2.6.1. Ingevolge artikel 7:11, eerste lid, van de Algemene wet bestuursrecht (hierna: Awb) vindt, indien het bezwaar ontvankelijk is, op grondslag van het bestreden besluit een heroverweging daarvan plaats. Ingevolge het tweede lid herroept het bestuursorgaan, voor zover de heroverweging daartoe aanleiding geeft, het bestreden besluit en neemt het voor zover nodig in plaats daarvan een nieuw besluit.

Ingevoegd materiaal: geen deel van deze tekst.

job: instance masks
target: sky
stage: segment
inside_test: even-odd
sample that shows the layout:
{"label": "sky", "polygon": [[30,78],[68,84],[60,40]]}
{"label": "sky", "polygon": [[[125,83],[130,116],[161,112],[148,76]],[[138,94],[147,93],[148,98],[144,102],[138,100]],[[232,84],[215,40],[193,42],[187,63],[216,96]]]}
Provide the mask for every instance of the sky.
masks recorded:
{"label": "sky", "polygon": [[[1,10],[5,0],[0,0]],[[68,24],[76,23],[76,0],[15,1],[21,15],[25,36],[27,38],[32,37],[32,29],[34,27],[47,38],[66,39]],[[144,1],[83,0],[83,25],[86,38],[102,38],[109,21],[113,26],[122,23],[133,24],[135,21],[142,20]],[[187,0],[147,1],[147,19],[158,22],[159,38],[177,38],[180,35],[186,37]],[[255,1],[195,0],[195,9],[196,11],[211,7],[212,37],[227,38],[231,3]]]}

2.6.2. Gelet op artikel 7:11 eerste lid, Awb dient de heroverweging gebaseerd te zijn op de grondslag van het bezwaar. Nu het college bij de beslissing op bezwaar niet nader is ingegaan op de bezwaren aangaande geluid heeft er geen volledige heroverweging plaatsgevonden. Dit is in strijd met dit artikel. De beroepsgrond slaagt.
Conclusie
2.7. De Afdeling is onbevoegd voor zover de beroepen zijn gericht tegen de bij besluit van 19 november 2007 gestelde nadere eis. De Afdeling verklaart het beroep van [appellanten sub 1] gegrond. Het besluit op bezwaar van 19 november 2007 komt voor vernietiging in aanmerking. Het college dient een nieuw besluit te nemen met inachtneming van hetgeen in deze uitspraak is overwogen. Daartoe zal de Afdeling een termijn stellen. De Afdeling verklaart de beroepen van [appellant sub 2] en anderen en [appellanten sub 3] ongegrond.
Proceskosten
2.8. Het college dient ten aanzien van [appellanten sub 1] op na te melden wijze in de proceskosten te worden veroordeeld. Ten aanzien van [appellanten sub 2] en [appellanten sub 3] bestaat voor een proceskostenveroordeling geen aanleiding.
3. Beslissing
De Afdeling bestuursrechtspraak van de Raad van State
Recht doende in naam der Koningin:
I. verklaart zich onbevoegd voor zover de beroepen zijn gericht tegen de bij besluit van 19 november 2007 gestelde nadere eis;
II. verklaart het beroep van [appellanten sub 1] gegrond;
III. vernietigt het besluit op bezwaar van het college van burgemeester en wethouders van Sneek van 19 november 2007 met kenmerk 07-00307 en 07-00310.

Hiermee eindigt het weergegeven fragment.